Таким образом, на людей, которые одни лишь обладают простыми и истинными представлениями о природе, смотрят как на нелепых мечтателей или недобросовестных мыслителей! Людей, составивших себе рациональные представления о движущей силе вселенной, обвиняют в отрицании существования этой силы; людей, видящих во всем происходящем в мире постоянные и твердые законы, обвиняют в том, что они приписывают все случаю; их называют слепыми и безумными фантазеры, воображение которых, блуждающее где-то в пустоте, приписывает естественные явления фиктивным, существующим лишь в их собственном мозгу причинам, мнимым существам, призрачным силам, которые эти фантазеры упорно предпочитают реальным, известным из опыта причинам. Ни один здравомыслящий человек не может отрицать существования энергии природы или силы, благодаря которой материя действует и движется; но точно так же ни один здравомыслящий человек не может приписывать этой силы существу, находящемуся вне природы, отличному от материи, не имеющему с ней ничего общего. Утверждать, будто эта сила находится в каком-то неизвестном существе, составленном из груды непонятных качеств и противоречивых атрибутов, то есть в каком-то немыслимом целом,- не значит ли это утверждать, что этой силы вовсе не существует? Неразрушимые элементы атомы Эпикура, движение, столкновение и сочетание которых производят все вещи, несомненно, представляют собой более реальные причины, чем бог теологов.
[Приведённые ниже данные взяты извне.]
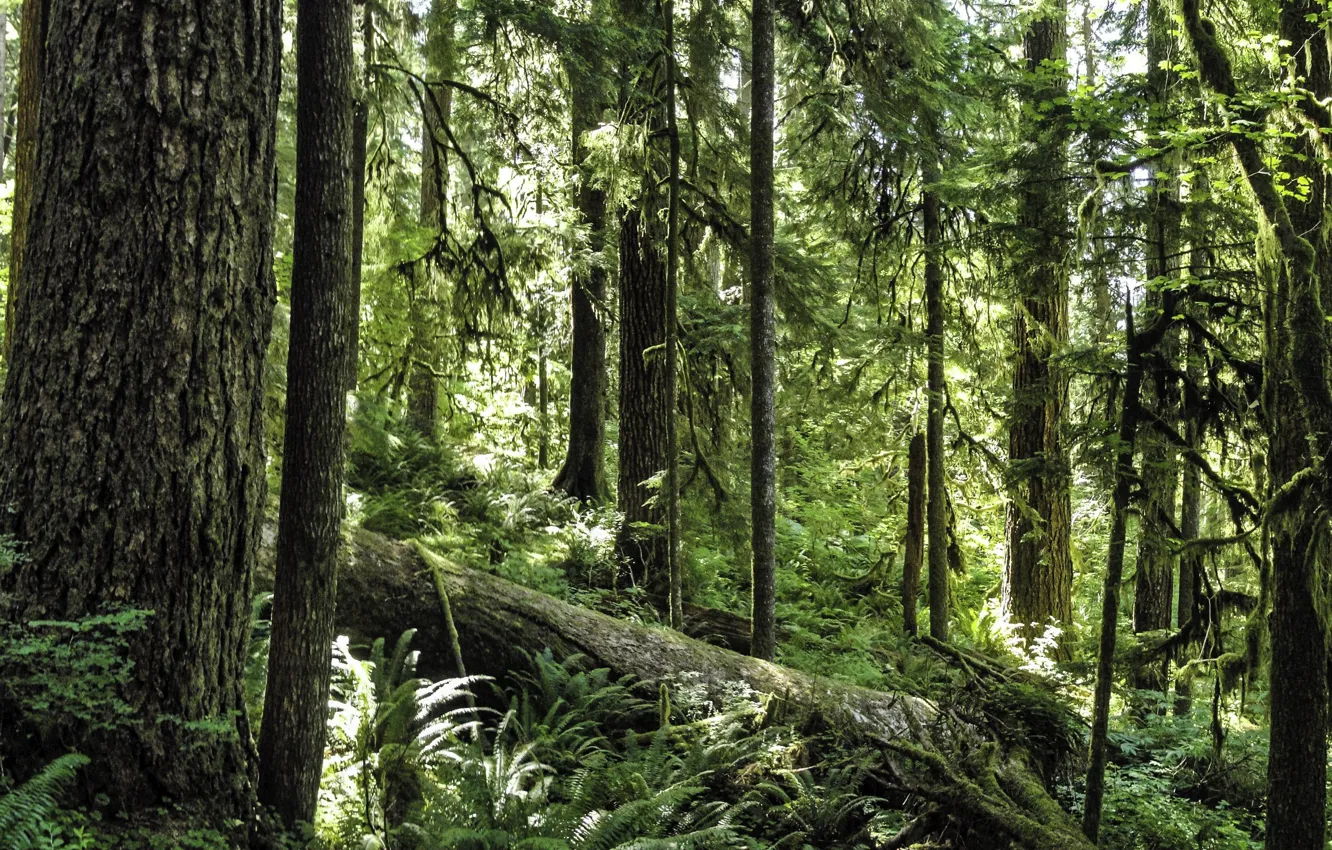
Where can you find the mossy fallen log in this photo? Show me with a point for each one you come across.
(386, 586)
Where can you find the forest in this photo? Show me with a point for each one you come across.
(665, 424)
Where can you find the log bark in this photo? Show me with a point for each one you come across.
(385, 586)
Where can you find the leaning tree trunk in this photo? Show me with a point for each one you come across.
(32, 49)
(1038, 568)
(584, 470)
(291, 742)
(131, 441)
(385, 586)
(642, 403)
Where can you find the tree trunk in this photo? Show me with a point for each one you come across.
(385, 586)
(4, 83)
(914, 549)
(642, 404)
(291, 742)
(582, 473)
(671, 482)
(762, 333)
(1138, 345)
(1038, 568)
(939, 601)
(32, 56)
(360, 143)
(131, 441)
(422, 381)
(1296, 412)
(1155, 574)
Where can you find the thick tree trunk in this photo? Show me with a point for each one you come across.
(914, 546)
(291, 742)
(939, 596)
(762, 333)
(385, 586)
(32, 56)
(642, 404)
(1038, 568)
(131, 442)
(582, 473)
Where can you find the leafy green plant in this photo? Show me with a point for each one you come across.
(24, 810)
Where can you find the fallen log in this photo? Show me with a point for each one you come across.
(385, 588)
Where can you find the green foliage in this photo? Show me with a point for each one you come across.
(69, 674)
(25, 810)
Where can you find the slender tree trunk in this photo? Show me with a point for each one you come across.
(763, 333)
(1298, 412)
(939, 601)
(4, 83)
(677, 569)
(32, 52)
(914, 548)
(291, 742)
(1190, 518)
(132, 426)
(422, 381)
(1038, 568)
(1155, 574)
(1098, 752)
(360, 143)
(582, 473)
(642, 542)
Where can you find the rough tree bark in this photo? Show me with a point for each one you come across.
(584, 470)
(914, 549)
(1138, 347)
(762, 333)
(131, 441)
(32, 51)
(938, 509)
(385, 586)
(360, 143)
(291, 742)
(642, 403)
(1159, 466)
(1296, 412)
(1038, 568)
(422, 379)
(671, 482)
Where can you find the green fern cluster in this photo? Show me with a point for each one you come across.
(25, 810)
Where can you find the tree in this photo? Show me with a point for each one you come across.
(437, 111)
(360, 144)
(914, 546)
(938, 506)
(677, 570)
(1155, 572)
(1038, 568)
(131, 441)
(1296, 412)
(762, 333)
(32, 49)
(582, 473)
(291, 741)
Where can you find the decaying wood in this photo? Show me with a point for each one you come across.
(385, 586)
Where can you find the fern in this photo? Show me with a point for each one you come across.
(24, 809)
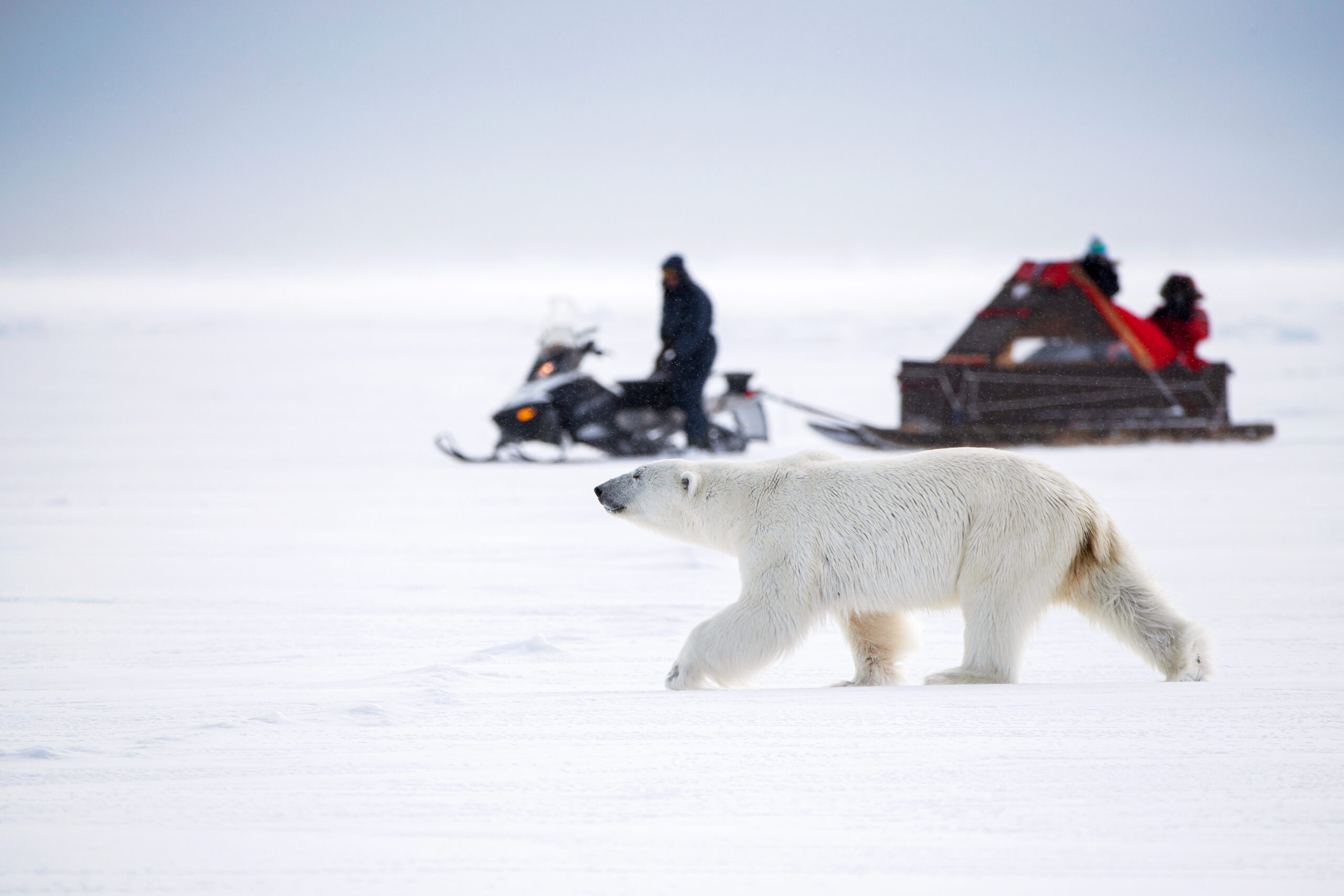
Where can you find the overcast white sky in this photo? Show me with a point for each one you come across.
(328, 133)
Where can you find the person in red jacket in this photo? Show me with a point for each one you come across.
(1182, 320)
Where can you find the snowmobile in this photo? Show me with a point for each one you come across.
(561, 405)
(1052, 361)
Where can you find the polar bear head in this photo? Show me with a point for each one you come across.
(679, 499)
(714, 504)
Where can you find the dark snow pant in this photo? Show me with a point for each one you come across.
(689, 393)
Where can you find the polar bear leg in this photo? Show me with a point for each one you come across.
(999, 620)
(736, 644)
(1121, 598)
(879, 642)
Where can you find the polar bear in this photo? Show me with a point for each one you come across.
(867, 542)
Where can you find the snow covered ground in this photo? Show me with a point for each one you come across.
(257, 635)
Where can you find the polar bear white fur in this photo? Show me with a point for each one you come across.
(869, 542)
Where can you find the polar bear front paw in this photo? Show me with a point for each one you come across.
(679, 680)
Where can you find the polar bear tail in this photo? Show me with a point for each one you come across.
(1109, 586)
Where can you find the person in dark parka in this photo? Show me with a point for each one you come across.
(689, 347)
(1101, 269)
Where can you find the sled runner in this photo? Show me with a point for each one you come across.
(1053, 361)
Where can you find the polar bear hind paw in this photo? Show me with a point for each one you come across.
(965, 678)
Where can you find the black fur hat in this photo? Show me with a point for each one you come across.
(1180, 288)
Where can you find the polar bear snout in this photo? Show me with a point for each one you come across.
(612, 493)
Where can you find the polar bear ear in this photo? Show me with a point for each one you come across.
(690, 483)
Таким образом, подлинные безумцы - это сторонники воображаемого, противоречивого, непостижимого существа, которого никак нельзя понять, которое является пустым словом, относительно которого можно все отрицать и нельзя ничего утверждать; безумцы, повторяю я,- это люди, делающие из подобного призрака творца, двигателя и хранителя вселенной. Не являются ли настоящими атеистами мечтатели, неспособные связать никакого положительного представления с причиной, о которой они говорят без умолку? Не являются ли настоящими слепцами мыслители, делающие из чистого небытия источник всех вещей? Не верх ли безумия олицетворять абстрактные или отрицательные идеи и падать затем ниц перед плодом своего собственного воображения?
Между тем люди этого рода руководят общественным мнением, обрекая в жертву насмешек и мести людей более разумных, чем они сами. Если верить этим глубокомысленным фантазерам, то только безумцы могут отвергать существование в природе какого-то совершенно непостижимого двигателя. Но неужели безумно предпочитать известное неизвестному? Преступно ли обращаться к опыту за указаниями и считаться со свидетельством чувств при рассмотрении самого важного для нас вопроса? Неужели такое ужасное преступление - прислушиваться к голосу разума и предпочитать его веления высокопарным разглагольствованиям каких-то софистов, по их собственным словам ничего не понимающих в боге, которого они нам проповедуют? Между тем, по их утверждению, нет более гнусного злодеяния и более опасного для общества дела, чем отнять у религиозного призрака, которого они не знают сами, непонятные качества и все пышное великолепие свойств, которыми наделили его воображение, невежество, страх и обман; нет ничего более ужасного и преступного, чем пытаться успокоить людей и освободить их от кошмарного призрака, одна мысль о котором была источником всех их бедствий; нет ничего более важного, чем истребить смельчаков, дерзающих уничтожить невидимые чары, которые удерживают человечество в заблуждении: желание разбить оковы человечества рассматривается этими софистами как желание уничтожить самые священные его узы.
Под влиянием этих обвинений, постоянно возобновлявшихся обманщиками и повторявшихся невеждами, народы никогда не осмеливались прислушаться к благодетельным указаниям разума, стремившегося освободить их от заблуждений. Друзей человечества не слушали, потому что они были врагами призраков. И вот народы продолжают пребывать в трепете; немногие мудрецы осмеливаются ободрять их; почти никто не дерзает выступать против зараженного суеверием общественного мнения; боятся могущества обманщиков и угроз тиранов, ищущих себе опору в иллюзиях человечества. Голоса торжествующего невежества и надменного фанатизма всегда заглушали слабый голос природы; природа вынуждена была умолкнуть, ее уроки были вскоре забыты; когда же она дерзала говорить, то чаще всего на каком-то загадочном языке, непонятном для огромного большинства людей. Разве мог простой народ, с таким трудом усваивающий очевиднейшие и яснейшие истины, понять скрытые за намеками и аллегориями тайны природы?